Мне стало его жалко. Куда ему тягаться с Ником! Мой скрипач и не из таких, как Саватеев, жилы умеет тянуть. Я уже не сомневалась, что в его музыке есть что-то такое, что подчиняет людей, вытаскивает на белый свет все их жалкие и тщательно скрываемые пороки и недостатки. Он играл не на струнах, а на человеческих слабостях, заставляя людей быть самими собой.
Славик резко поднялся и направился к двери, забыв даже про конспекты. Я напоминать не стала, ждала, когда же он, наконец, избавит меня от своего общества. Как же все неудачно получилось. Сколько раз я, поднимаясь или спускаясь по лестнице, ждала, что встречусь с Ником. И мне не в чем было бы себя упрекнуть, потому что это была бы случайная встреча. Но ни разу мне не повезло. А тут, как назло, в самый неподходящий момент.

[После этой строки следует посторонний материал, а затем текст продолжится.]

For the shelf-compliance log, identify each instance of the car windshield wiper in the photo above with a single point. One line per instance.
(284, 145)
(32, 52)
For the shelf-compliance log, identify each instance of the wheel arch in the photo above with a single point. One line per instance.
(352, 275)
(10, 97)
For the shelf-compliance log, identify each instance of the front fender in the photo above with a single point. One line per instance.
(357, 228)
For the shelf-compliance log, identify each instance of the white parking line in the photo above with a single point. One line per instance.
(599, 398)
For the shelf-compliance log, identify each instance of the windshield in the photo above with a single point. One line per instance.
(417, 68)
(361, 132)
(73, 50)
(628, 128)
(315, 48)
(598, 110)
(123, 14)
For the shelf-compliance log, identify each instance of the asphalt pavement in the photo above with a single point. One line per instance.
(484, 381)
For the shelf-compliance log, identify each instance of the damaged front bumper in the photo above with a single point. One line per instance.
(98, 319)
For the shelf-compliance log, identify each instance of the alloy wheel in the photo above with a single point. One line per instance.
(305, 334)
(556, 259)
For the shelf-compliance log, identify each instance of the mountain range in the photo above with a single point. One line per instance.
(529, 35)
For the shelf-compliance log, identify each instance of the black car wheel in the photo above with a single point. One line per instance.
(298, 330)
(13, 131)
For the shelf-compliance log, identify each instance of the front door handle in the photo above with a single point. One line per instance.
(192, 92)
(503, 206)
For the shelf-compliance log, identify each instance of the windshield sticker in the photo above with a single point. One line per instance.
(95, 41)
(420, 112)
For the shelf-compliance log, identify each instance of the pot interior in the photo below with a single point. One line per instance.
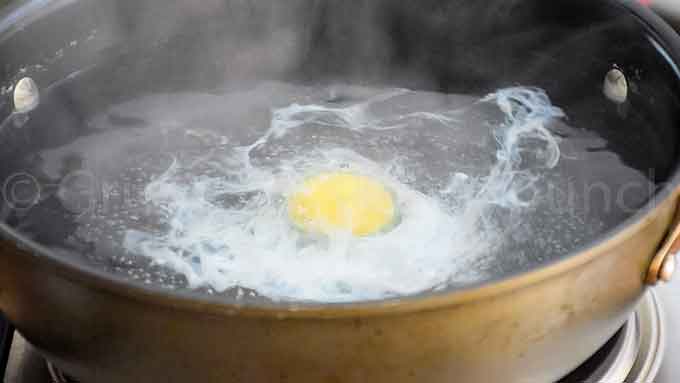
(501, 112)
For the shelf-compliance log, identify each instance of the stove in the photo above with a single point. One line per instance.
(635, 354)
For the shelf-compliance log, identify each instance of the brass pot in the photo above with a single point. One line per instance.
(533, 326)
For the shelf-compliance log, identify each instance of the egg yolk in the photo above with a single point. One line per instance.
(342, 202)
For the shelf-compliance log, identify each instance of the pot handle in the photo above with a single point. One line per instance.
(6, 335)
(663, 265)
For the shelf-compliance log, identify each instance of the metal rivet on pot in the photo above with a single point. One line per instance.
(26, 95)
(616, 86)
(667, 269)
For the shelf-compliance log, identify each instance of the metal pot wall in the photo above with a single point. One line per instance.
(532, 326)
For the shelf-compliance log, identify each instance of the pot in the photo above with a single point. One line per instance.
(534, 324)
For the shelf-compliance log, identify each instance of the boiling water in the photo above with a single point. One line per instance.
(193, 188)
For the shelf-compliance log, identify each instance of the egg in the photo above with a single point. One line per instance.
(342, 202)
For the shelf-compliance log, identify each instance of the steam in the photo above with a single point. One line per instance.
(249, 242)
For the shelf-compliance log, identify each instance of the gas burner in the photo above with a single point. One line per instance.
(634, 354)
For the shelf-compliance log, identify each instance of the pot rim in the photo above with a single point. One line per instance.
(207, 304)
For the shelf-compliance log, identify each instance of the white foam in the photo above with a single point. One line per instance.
(253, 245)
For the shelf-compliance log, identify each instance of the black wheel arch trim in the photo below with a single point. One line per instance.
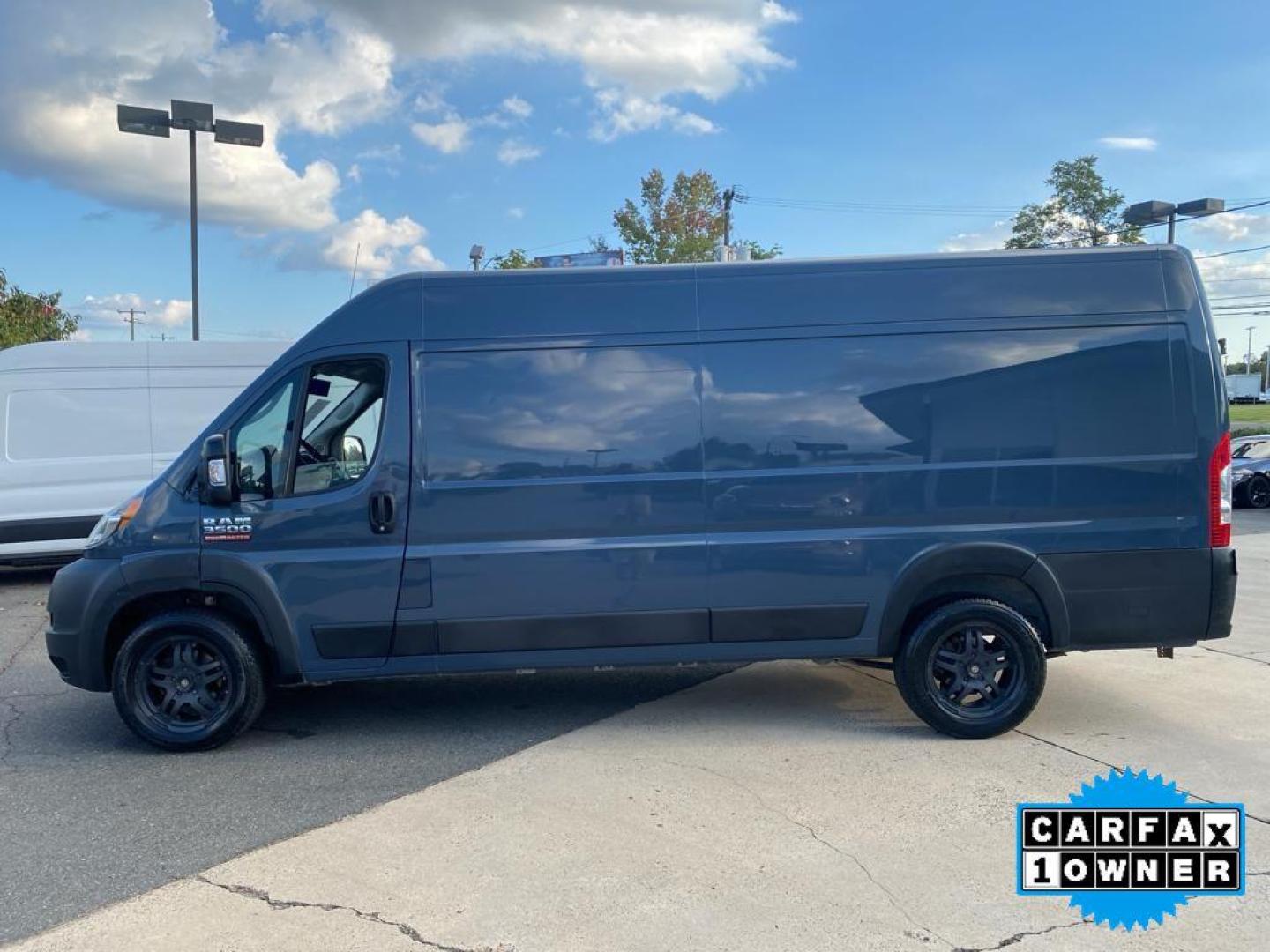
(161, 573)
(947, 560)
(224, 573)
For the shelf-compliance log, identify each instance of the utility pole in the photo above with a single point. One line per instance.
(728, 196)
(132, 320)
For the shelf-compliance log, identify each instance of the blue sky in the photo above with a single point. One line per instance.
(421, 129)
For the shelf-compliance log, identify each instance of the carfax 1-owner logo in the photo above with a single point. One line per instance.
(1129, 850)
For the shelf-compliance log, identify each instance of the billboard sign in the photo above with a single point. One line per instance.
(609, 258)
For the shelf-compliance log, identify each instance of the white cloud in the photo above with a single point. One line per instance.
(517, 107)
(1136, 144)
(101, 312)
(384, 153)
(984, 240)
(375, 244)
(449, 136)
(422, 259)
(646, 49)
(623, 115)
(66, 65)
(1232, 227)
(514, 150)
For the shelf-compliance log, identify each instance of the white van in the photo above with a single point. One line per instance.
(86, 424)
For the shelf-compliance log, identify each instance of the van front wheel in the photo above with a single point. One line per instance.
(187, 681)
(973, 668)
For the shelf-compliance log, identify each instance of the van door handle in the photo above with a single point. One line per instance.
(383, 513)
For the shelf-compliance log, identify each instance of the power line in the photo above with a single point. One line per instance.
(1156, 225)
(1236, 251)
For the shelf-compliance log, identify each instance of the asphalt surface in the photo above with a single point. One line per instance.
(89, 815)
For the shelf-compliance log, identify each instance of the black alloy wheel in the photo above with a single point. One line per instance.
(975, 668)
(1258, 492)
(188, 681)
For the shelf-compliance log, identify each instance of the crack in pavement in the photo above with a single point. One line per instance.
(1232, 654)
(23, 646)
(1191, 793)
(1020, 936)
(404, 928)
(891, 896)
(1117, 768)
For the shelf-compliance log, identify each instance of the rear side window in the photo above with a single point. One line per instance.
(1020, 395)
(563, 413)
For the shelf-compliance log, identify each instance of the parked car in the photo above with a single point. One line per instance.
(963, 462)
(86, 424)
(1250, 472)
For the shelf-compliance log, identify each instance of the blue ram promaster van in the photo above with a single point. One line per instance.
(963, 462)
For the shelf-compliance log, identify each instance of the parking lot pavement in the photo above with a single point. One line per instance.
(89, 815)
(784, 805)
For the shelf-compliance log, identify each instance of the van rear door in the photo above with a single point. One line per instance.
(320, 465)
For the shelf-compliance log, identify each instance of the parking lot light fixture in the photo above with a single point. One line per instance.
(195, 118)
(1154, 211)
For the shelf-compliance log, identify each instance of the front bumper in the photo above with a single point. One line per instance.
(83, 599)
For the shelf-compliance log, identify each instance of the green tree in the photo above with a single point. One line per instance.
(26, 317)
(683, 224)
(1082, 212)
(516, 258)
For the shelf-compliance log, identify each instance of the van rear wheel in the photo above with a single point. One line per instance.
(975, 668)
(187, 681)
(1258, 492)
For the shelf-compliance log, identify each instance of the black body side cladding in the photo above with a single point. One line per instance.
(410, 639)
(606, 628)
(1136, 598)
(354, 640)
(69, 527)
(796, 623)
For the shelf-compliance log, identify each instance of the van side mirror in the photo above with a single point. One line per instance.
(354, 450)
(213, 472)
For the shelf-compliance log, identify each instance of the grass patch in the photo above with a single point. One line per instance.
(1250, 413)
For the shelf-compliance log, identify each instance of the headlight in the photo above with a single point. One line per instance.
(113, 521)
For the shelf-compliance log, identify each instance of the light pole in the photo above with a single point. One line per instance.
(195, 117)
(1154, 212)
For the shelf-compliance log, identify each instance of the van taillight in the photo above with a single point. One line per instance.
(1220, 494)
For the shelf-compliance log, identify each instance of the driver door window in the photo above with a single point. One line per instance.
(340, 424)
(259, 444)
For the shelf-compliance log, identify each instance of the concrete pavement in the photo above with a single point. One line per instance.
(90, 815)
(784, 807)
(781, 807)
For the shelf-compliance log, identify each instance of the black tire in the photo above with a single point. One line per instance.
(1256, 492)
(188, 681)
(973, 668)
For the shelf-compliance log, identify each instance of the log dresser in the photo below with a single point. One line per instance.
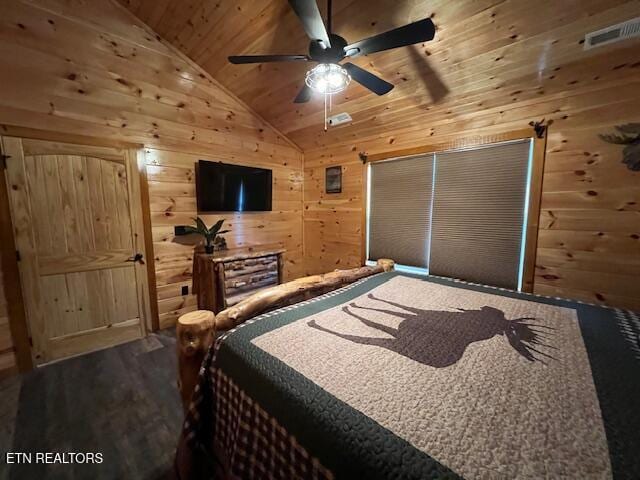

Он теперь, наверное, будет думать, что Саватеев — мой парень. Я вспомнила его жесткий презрительный взгляд, и на душе стало совсем паршиво.
Уже в подъезде, перед тем как я закрыла за ним дверь, Славка обернулся и тихо, но ясно произнес:
— Мне жаль, что я ничем не могу тебе помочь.
— Я в помощи не нуждаюсь, — ответила я раздраженно.
— Видела бы ты себя, — сказал он, — еще как нуждаешься. Жаль только, что ты никому не позволишь тебе помочь.
— Обойдусь без скорой психологической помощи. А ты выброси это из головы, ты слишком много понапридумывал.
— Я был бы рад, если бы это было так. Но я не слепой.